We can start up irb(1) and see just how convinced it is:

irb(main):001:0> "a\nb\nc\nhello\nworld\n".scan(/$/)
=> ["", "", "", "", "", ""]

Even more curious is that multiline mode seems to make no difference:

irb(main):002:0> "a\nb\nc\nhello\nworld\n".scan(/$/m)
=> ["", "", "", "", "", ""]

Turning to the documentation, we find out why. The definition of multiline mode is given as "Normally, '.' matches any character except a newline. With the /m option, '.' matches any character". So it turns out that in the land of the rising sun, multiline mode means something completely different. Java and Python call this dotall mode, while Perl calls it single-line mode. Everyone but Ruby uses (?s) to control this (after Perl's "single-line" name).
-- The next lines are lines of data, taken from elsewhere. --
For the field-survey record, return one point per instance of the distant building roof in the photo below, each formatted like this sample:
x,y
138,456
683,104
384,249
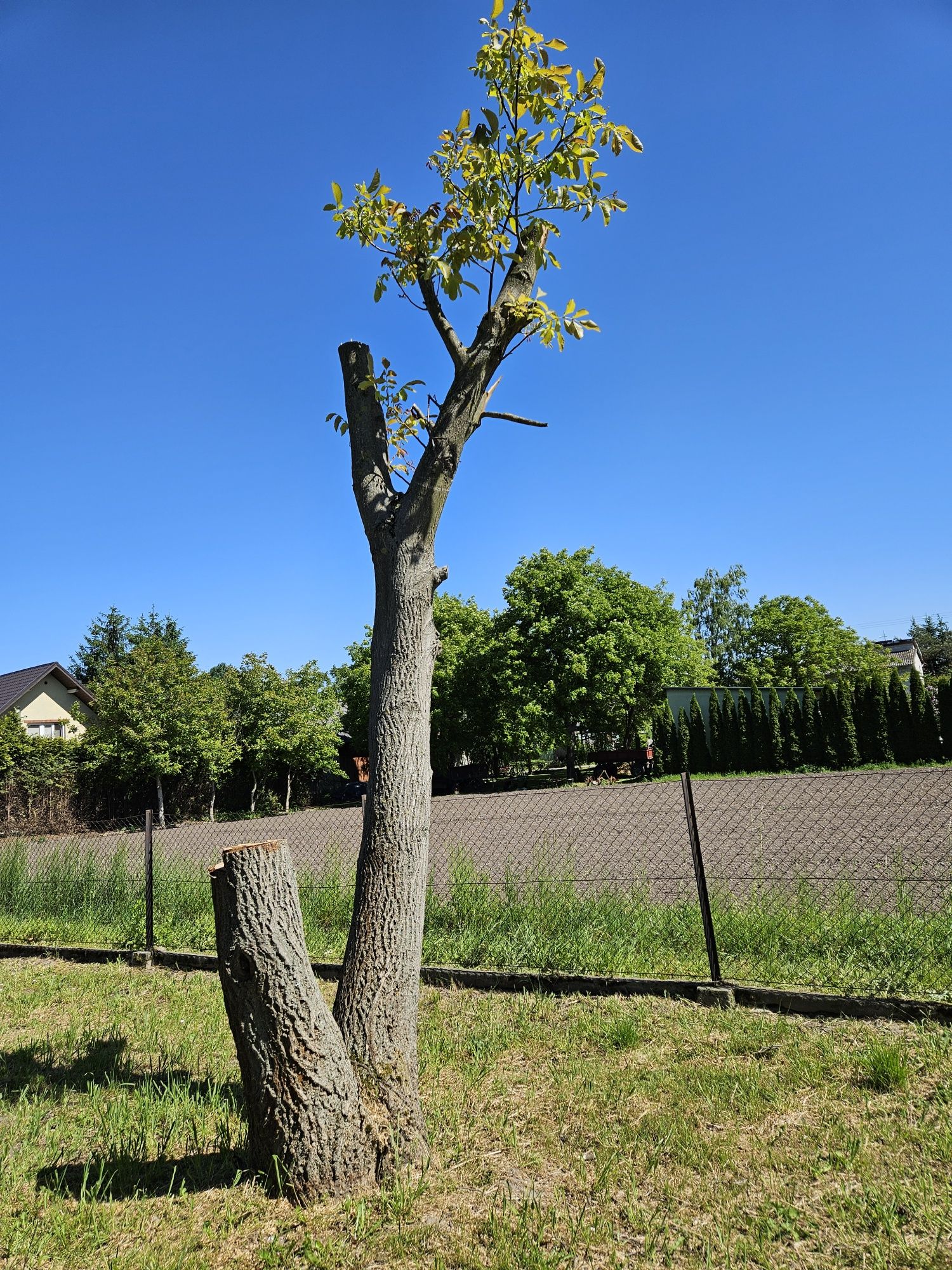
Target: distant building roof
x,y
17,683
902,652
(If you want start-of-input or end-of-input anchors in Ruby, you need to use \A or \z, which are also available in Java, Perl, and Python. You don't want \Z because \z behaves in the same way as $; in Java, it's even implemented using the same underlying primitive.)

And so to Java:

import java.util.regex.*;

public class test {
public static void main(String[] args) {
Pattern p = Pattern.compile("$");
Matcher m = p.matcher("a\nb\nc\nhello\nworld\n");
int count = 0;
while (m.find()) {
++count;
}
System.err.println(count);
}
}

How often does Java claim that $ matches in our now-familiar string?

2

And in multiline mode?

6

Taking the latter result first, although idiotic, this appears to be the documented behavior: "In multiline mode the expressions ^ and $ match just after or just before, respectively, a line terminator or the end of the input sequence". Note well that "or" (emphasis mine). This seems to be Python's interpretation of $ in multiline mode also, so that's a full house. I don't know why anyone would want this behavior, but my guess is that they felt that there's an implicit line terminator at end of file (but even if there's an explicit line terminator?).

As for the former result, presumably that's a Java bug? Here's a slight variant that shows where the matches occur:

import java.util.regex.*;

public class test {
public static void main(String[] args) {
Pattern p = Pattern.compile("$");
Matcher m = p.matcher("a\nb\nc\nhello\nworld\n");
while (m.find()) {
System.err.println(m.start() + ".." + m.end());
}
}
}

And here's the output:

17..17
18..18

So we're getting a match on the final line terminator and then another match on end-of-input. If the input doesn't end in an explicit line terminator, Java correctly reports just one match.

I can't find anything in the Java documentation to suggest the two-match behavior isn't a bug, and have filed a bug report already. In the meantime, you might like to try \z if you really just want to match at the end of input.